Clínica de Stanley Bittar enfrenta debandada de sócios, fechamento de unidades e demissões, diz jornal

Até a última segunda-feira (12), a Stanley’s Hair — rede que tem como um dos donos o médico acreano Stanley Bittar e possui 32 unidades no Brasil, além de filiais nos Estados Unidos (Orlando) e Paraguai — era considerada um dos maiores cases de sucesso do setor de transplante capilar e estética médica. Hoje, vive seu momento mais crítico.

Diversas unidades amanheceram com comunicados em suas fachadas informando o encerramento das atividades, deixando clientes e colaboradores sem explicações claras. Um dos avisos afixados dizia:

“Informamos o encerramento das atividades da Stanley’s Hair neste endereço. Solicitamos que entre em contato com a central para reagendamentos e maiores esclarecimentos. Contamos com sua colaboração e compreensão de todos. Contato: 0800.500.2515.”

Demissões em massa e esvaziamento da diretoria

Nos últimos 15 dias, mais de 100 colaboradores foram demitidos, evidenciando a instabilidade interna da empresa. A política de retaliação também teria sido intensificada: diretores e executivos que divergiam da condução do CEO foram desligados ou pediram demissão em protesto à gestão autoritária.

Entre os principais nomes que deixaram seus cargos estão o CFO (diretor financeiro), o diretor jurídico, o diretor médico, o diretor-geral da rede e o diretor comercial.

“A gestão tornou-se insustentável. Não havia espaço para diálogo, apenas imposições”, revelou um ex-diretor sob sigilo.

Estopim da crise: falta de repasses e má gestão

Fontes ouvidas com exclusividade revelam que o rompimento generalizado teve como estopim a ausência de repasses de dividendos a diversos sócios — há mais de quatro trimestres — mesmo com unidades que chegaram a faturar acima de R$ 10 milhões apenas em 2024.

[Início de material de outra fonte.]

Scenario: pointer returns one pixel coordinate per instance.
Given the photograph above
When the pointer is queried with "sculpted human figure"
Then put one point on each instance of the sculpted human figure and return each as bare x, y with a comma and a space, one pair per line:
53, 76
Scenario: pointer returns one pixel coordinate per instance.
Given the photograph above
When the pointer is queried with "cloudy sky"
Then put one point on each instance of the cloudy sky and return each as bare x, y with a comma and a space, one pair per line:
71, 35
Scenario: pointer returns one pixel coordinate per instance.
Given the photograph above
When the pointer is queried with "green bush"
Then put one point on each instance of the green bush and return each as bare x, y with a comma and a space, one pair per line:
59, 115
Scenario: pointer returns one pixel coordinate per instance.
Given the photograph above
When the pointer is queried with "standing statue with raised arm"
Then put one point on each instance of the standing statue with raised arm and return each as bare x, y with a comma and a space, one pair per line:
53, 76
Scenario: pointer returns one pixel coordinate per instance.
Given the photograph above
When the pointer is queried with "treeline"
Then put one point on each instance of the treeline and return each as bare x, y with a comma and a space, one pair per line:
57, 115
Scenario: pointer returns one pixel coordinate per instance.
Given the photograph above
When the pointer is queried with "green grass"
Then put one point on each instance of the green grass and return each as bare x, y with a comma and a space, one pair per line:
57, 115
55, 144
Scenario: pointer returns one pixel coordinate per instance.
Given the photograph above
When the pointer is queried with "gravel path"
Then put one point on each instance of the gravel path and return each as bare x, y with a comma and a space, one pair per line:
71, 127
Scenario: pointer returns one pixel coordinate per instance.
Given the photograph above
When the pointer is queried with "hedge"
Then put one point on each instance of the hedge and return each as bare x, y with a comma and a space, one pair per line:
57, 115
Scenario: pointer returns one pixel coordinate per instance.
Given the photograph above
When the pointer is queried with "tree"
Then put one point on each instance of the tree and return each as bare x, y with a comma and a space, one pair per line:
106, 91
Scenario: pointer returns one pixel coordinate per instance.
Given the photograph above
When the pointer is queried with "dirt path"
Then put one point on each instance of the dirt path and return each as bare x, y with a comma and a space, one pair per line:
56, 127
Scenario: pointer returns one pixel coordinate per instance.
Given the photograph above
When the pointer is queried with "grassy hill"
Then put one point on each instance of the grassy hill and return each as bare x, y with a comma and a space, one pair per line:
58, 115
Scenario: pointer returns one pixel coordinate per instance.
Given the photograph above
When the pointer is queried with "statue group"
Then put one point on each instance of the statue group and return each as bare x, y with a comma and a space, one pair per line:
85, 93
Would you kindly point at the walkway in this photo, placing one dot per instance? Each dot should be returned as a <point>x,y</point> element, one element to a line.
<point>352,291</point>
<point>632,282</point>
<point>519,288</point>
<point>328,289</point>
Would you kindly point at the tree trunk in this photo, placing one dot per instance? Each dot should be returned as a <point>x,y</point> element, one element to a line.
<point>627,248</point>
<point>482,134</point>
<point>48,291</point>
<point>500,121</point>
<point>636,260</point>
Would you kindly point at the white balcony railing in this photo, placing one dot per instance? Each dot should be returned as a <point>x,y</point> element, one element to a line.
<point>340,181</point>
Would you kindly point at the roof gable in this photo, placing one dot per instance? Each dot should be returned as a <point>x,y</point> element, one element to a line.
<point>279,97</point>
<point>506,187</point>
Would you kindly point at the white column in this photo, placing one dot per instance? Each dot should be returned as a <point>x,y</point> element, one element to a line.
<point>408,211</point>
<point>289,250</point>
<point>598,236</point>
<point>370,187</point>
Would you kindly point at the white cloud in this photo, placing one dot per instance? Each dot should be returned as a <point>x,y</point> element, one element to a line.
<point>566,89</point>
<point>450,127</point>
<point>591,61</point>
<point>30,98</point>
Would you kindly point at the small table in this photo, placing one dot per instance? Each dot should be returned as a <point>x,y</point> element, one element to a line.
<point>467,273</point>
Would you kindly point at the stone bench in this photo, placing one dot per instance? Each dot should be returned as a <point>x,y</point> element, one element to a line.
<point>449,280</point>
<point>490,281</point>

Médicos dermatologistas e especialistas romperam com a gestão do CEO e fundador da rede, alegando decisões unilaterais, falta de transparência e ausência de governança corporativa.

“A conta não fecha. Produzimos, geramos resultados, investimos em estrutura, construímos reputação e não vimos retorno. Isso não é sociedade, é exploração”, desabafou um dos ex-sócios.

Histórico controverso do CEO

O CEO da Stanley’s Hair já esteve no centro de outras controvérsias no setor. Ele foi responsável por uma rede de clínicas médicas encerrada por decisão judicial, com dezenas de ações trabalhistas ainda em trâmite.

Apesar da fachada de sucesso nas redes sociais, os bastidores indicavam uma rotina marcada por cancelamentos de reuniões, promessas não cumpridas e falta de prestação de contas.

“Sem governança, não existe futuro sustentável”, reforçou outro ex-sócio.

Operação colapsada e risco de judicialização

Com a saída em massa de sócios e diretores — muitos dos quais também atuavam operacionalmente nas clínicas —, o funcionamento da rede está seriamente comprometido. Especialistas alertam para a possível pulverização da marca, queda no valor de mercado e uma onda de processos judiciais por parte de clientes e investidores.

Ex-franqueados já se organizam para lançar novas clínicas com um modelo pautado por ética, gestão participativa e transparência.

“Falar de gratidão nas redes é fácil. Difícil é praticar respeito e profissionalismo com quem construiu o sucesso ao seu lado”, critica um antigo parceiro.

Clientes sem respostas

Com o fechamento de unidades, clientes que já haviam pago por procedimentos permanecem sem informações claras sobre reembolsos ou remarcações. O comunicado da empresa orienta o contato com a central, mas advogados e ex-sócios recomendam que os consumidores também acionem judicialmente a holding e o CEO por danos financeiros e morais.

“Nos colocamos à disposição para colaborar no que for possível. Mas a responsabilidade legal é da holding e do CEO”, afirma um ex-franqueado.

Conclusão: um alerta para o setor de estética médica

O colapso da Stanley’s Hair expõe as consequências de uma gestão sem governança, ética e transparência. O que começou como um fenômeno de expansão pode agora se tornar um símbolo de como o sucesso mal administrado implode — deixando prejuízos para sócios, médicos, funcionários, clientes e para a credibilidade do setor como um todo.